To evaluate the percentage of examined neurons, at least 700 Hu C/D-labeled cell bodies in a particular plexus (MP, OSP, and ISP) of each studied animal were examined. Only neurons with well-visible nuclei were counted. To prevent double counting of Hu C/D immunoreactive neurons, the sections were located at least 100 μm apart. The data pooled from all animal groups were statistically analyzed using Statistica 13 software (StatSoft Inc., Tulsa, OK, USA) and expressed as a mean ± standard error (SEM) of mean. Significant differences were evaluated using Student’s t-test for independent samples (* p < 0.05, ** p < 0.01, and *** p < 0.001). Moreover, for semiquantitative evaluation of the density of nerve fibers immunoreactive to each substance studied, an arbitrary scale was used, where (−)—absence of nerve fibers; (+)—single nerve fibers; (++)—rare nerve fibers; (+++) dense nerve fibers.

Author Contributions

M.B., Conceptualization, Methodology, Formal Analysis, Investigation, Writing—Original Draft Preparation, Writing—Review and Editing; K.P., Investigation, Formal Analysis, Writing—Review and Editing; J.C., Writing—Review and Editing; J.K., Formal Analysis, Writing—Review and Editing; M.N., Formal Analysis, Writing—Review and Editing. All authors have read and agreed to the published version of the manuscript.

Funding

Project financially supported by the Minister of Education and Science under the program entitled “Regional Initiative of Excellence” for the years 2019-2022, Project No. 010/RID/2018/19, amount of funding 12.000.000 PLN.
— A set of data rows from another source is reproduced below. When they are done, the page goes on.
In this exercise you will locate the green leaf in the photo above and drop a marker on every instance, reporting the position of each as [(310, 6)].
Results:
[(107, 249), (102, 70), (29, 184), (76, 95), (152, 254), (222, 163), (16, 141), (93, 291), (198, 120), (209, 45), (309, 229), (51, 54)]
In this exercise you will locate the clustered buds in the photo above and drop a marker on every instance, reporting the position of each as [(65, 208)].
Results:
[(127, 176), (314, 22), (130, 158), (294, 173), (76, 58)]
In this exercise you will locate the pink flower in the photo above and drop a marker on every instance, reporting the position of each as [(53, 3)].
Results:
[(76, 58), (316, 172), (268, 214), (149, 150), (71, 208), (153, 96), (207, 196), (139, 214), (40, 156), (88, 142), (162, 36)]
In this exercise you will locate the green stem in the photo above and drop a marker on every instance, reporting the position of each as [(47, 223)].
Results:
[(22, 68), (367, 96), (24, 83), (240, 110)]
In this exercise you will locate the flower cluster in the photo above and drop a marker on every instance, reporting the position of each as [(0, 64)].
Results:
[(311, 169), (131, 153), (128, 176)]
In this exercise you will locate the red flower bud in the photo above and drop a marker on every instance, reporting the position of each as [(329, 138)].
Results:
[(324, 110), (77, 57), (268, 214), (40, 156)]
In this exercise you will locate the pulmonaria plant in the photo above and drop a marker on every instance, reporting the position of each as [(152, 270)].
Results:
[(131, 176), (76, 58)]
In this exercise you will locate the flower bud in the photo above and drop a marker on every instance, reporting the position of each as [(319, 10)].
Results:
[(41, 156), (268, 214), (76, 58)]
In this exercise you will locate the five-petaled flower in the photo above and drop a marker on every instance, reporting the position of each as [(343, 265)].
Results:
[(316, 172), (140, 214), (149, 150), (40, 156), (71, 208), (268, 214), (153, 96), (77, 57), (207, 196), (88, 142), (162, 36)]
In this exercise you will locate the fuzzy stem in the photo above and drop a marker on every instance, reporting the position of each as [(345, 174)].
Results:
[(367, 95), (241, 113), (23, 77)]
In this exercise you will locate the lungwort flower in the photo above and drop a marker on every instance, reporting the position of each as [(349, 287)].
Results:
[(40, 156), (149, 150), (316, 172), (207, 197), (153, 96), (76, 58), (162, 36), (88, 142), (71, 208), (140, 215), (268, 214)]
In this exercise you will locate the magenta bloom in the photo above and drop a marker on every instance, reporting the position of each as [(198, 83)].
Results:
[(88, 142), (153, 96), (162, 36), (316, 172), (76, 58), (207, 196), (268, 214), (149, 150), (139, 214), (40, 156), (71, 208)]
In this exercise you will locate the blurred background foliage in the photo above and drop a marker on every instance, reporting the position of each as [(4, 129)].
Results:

Institutional Review Board Statement

The animal study protocol was approved by the Institutional Review Board. Local Ethical Committee in Olsztyn (Poland) (decision number 13/2015/DTN) and ac-cording to the Act for the Protection of Animals for Scientific or Educational Purposes of 15 January 2015 (Official Gazette 2015, No. 266), corresponding in the Republic of Poland with special attention paid to minimizing any pain and stress reaction.

Informed Consent Statement

Not applicable.

Data Availability Statement

MDPI Research Data Policies at https://www.mdpi.com/ethics (accessed on 6 March 2022).

Conflicts of Interest

The authors declare no conflict of interest. The funders had no role in the design of the study; in the collection, analyses, or interpretation of data; in the writing of the manuscript, or in the decision to publish the results.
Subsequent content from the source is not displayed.